The skies were blue, the fairways and roughs were bright green, and the parking lot was nearly full.
The golfers were in particularly high spirits. They're hitting the links in North Idaho, and it's still February.
"This is a real treat to get out here and play this time of year," said Ted McCaffree of Coeur d'Alene. "It's absolutely wonderful."
Monday was day one of what promises to be a long playing season at the Coeur d'Alene course.
Golf director Dave Hobson said this is the mildest weather he has ever seen in February.
The sunny, snow-free days have had golfers itching to hit the links. Phones have been ringing off the hook, Hobson said.
They always try to open the playing area on Fairway Drive by mid-March, he said, but the heavy snows of the past two years have made that impossible.
The Coeur d'Alene course didn't open until April 15 last spring.
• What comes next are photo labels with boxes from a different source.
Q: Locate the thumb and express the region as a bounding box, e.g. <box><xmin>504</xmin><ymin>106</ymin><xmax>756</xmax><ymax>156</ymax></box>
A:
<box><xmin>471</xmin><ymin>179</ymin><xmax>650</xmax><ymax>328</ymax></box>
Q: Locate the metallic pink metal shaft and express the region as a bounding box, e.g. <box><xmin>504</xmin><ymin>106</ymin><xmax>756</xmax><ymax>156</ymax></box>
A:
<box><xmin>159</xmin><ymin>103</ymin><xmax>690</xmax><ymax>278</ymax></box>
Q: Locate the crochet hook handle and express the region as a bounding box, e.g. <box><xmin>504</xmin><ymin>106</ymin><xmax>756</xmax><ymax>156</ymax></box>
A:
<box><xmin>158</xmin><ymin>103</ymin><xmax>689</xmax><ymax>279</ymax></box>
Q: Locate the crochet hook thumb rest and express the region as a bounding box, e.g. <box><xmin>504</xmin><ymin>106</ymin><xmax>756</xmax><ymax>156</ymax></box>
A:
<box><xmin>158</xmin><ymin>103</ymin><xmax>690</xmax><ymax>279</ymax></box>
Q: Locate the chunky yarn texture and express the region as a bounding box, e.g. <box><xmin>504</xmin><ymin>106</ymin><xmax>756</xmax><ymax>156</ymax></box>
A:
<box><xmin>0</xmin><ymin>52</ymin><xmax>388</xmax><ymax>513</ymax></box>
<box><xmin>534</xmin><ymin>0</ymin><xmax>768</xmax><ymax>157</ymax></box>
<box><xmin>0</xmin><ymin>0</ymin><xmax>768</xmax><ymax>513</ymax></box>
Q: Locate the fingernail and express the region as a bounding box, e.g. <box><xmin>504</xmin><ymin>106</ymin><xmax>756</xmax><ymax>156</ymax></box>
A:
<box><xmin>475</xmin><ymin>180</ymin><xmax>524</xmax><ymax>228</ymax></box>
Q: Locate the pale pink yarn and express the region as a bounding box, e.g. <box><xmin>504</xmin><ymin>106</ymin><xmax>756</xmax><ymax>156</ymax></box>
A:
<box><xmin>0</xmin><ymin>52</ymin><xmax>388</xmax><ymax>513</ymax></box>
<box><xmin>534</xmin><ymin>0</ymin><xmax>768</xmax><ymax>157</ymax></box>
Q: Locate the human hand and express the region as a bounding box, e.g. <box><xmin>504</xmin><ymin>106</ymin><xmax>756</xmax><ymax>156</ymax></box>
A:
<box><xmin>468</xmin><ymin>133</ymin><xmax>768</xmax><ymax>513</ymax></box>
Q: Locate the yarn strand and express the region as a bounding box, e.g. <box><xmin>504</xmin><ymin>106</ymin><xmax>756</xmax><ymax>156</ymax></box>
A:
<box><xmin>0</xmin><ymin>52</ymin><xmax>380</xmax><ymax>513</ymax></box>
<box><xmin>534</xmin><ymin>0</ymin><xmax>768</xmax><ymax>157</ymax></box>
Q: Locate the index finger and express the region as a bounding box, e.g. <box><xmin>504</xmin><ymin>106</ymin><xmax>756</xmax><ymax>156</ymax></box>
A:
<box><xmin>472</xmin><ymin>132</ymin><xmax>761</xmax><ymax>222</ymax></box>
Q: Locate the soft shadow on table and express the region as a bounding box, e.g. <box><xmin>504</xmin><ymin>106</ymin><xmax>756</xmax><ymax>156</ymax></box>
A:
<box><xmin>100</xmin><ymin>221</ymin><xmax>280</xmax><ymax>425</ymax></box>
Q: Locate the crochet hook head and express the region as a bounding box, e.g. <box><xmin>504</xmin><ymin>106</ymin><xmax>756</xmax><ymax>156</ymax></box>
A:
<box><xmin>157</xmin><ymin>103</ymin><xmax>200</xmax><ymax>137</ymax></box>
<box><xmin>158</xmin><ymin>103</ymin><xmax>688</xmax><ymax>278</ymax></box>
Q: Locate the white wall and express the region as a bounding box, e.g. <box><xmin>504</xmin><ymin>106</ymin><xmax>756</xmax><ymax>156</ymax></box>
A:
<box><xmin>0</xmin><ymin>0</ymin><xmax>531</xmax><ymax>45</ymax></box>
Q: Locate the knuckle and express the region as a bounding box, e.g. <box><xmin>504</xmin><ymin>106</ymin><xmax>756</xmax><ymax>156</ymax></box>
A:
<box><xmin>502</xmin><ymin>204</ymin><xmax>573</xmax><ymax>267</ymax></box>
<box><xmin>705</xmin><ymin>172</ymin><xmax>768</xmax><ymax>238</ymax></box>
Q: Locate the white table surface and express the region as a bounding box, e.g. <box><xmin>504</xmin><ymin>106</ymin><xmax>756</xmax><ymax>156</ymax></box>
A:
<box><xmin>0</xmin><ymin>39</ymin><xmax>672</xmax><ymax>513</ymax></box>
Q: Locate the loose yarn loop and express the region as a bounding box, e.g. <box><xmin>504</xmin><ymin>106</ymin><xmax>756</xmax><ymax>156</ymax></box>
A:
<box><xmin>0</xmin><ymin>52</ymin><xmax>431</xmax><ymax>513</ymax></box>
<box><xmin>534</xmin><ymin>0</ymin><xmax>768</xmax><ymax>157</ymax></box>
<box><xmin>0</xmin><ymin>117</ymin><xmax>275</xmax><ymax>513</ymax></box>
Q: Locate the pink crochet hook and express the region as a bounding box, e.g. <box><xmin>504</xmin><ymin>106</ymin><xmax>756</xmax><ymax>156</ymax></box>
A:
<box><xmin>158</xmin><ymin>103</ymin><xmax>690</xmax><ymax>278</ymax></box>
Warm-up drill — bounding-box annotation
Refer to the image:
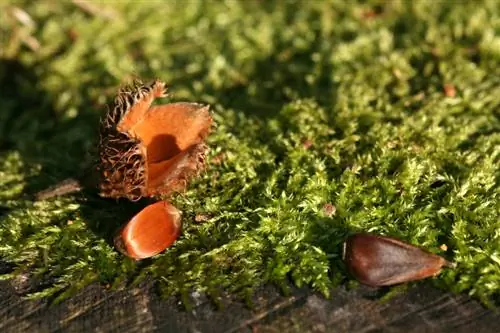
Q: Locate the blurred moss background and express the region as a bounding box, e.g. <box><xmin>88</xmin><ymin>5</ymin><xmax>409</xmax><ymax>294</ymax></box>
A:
<box><xmin>0</xmin><ymin>0</ymin><xmax>500</xmax><ymax>302</ymax></box>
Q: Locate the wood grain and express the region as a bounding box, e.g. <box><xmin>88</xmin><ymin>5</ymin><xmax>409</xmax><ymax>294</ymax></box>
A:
<box><xmin>0</xmin><ymin>281</ymin><xmax>500</xmax><ymax>333</ymax></box>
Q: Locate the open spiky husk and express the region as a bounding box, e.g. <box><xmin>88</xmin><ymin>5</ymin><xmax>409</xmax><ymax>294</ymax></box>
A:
<box><xmin>97</xmin><ymin>80</ymin><xmax>164</xmax><ymax>200</ymax></box>
<box><xmin>98</xmin><ymin>81</ymin><xmax>212</xmax><ymax>200</ymax></box>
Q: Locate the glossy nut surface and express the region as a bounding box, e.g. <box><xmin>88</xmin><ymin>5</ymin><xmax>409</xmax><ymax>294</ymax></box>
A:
<box><xmin>343</xmin><ymin>234</ymin><xmax>450</xmax><ymax>287</ymax></box>
<box><xmin>115</xmin><ymin>201</ymin><xmax>181</xmax><ymax>260</ymax></box>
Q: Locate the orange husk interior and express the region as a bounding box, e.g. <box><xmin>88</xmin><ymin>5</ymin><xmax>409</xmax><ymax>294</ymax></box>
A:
<box><xmin>130</xmin><ymin>103</ymin><xmax>212</xmax><ymax>195</ymax></box>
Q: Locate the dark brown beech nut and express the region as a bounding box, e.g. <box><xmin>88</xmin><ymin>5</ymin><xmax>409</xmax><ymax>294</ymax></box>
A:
<box><xmin>343</xmin><ymin>233</ymin><xmax>452</xmax><ymax>287</ymax></box>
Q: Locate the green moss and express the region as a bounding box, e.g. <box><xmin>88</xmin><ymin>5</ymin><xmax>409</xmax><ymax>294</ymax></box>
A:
<box><xmin>0</xmin><ymin>0</ymin><xmax>500</xmax><ymax>302</ymax></box>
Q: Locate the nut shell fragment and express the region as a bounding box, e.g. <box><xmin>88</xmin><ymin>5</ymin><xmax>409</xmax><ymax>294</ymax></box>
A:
<box><xmin>115</xmin><ymin>201</ymin><xmax>182</xmax><ymax>260</ymax></box>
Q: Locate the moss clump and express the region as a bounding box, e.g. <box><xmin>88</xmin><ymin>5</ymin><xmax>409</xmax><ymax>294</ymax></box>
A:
<box><xmin>0</xmin><ymin>0</ymin><xmax>500</xmax><ymax>301</ymax></box>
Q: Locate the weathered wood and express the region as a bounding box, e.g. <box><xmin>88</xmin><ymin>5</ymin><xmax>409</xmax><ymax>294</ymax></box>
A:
<box><xmin>0</xmin><ymin>282</ymin><xmax>500</xmax><ymax>333</ymax></box>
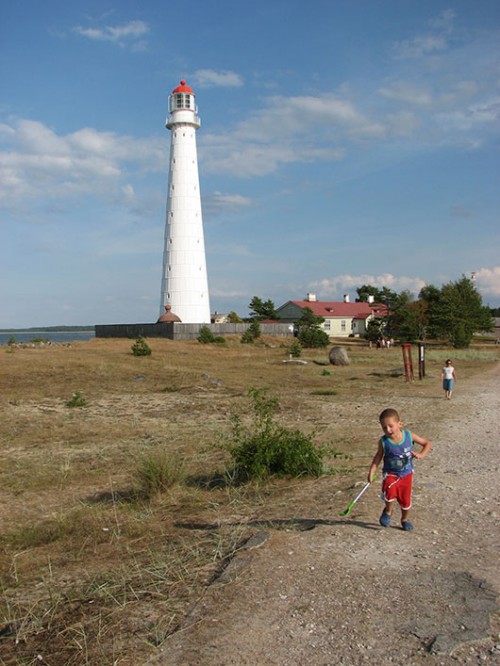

"We're about 45 days earlier this year," he said.
The course opened earlier in 2005, he said, but they had to close again for awhile when the weather turned winter-like again.
The only challenge Monday was the extra effort it took to push a tee into the cold earth.
"The ground is hard!" said Kent Setty, of Coeur d'Alene, after setting a ball sailing across the fairway.
Setty and McCaffree played at Prairie Falls Golf Course about a week ago.
Things have been hopping at the Post Falls course since they opened on Feb. 1, said Prairie Falls head pro, Dave Mallrie.
"With last year's winter, it's been quite a change," Mallrie said.
The Spokane Street course has attracted an average of 100 golfers a day since opening, and about 150 on the weekends.
Ponderosa Springs Golf Course on Galena Drive in Coeur d'Alene opened even earlier, in January. The Highlands Golf Course is open, too.
The area's resort courses will be opening a little later.
They haven't set a date yet, but Tom Davidson, golf director at Circling Raven in Worley, said his team is looking at a mid-March or early April opening day.
The Coeur d'Alene Resort Golf Course opens April 1.
Because the resorts provide additional guest services that require more employees, Davidson said they like to wait until they have a better idea whether the milder seasonal conditions will continue. An exceptionally early opening involves risking periods of closure due to poor weather conditions, and the potential for a large number of employees to be out of work for potentially extended periods of time, he said.
They also like to wait until there are no more hard frosts at night that freeze the ground on the Worley course.
"The sun will thaw about the top inch or so of the ground during the day which makes the turf highly susceptible to "root shear," in which with even the slightest pressure the roots are separated from the plant, and the plant eventually dies," Davidson said.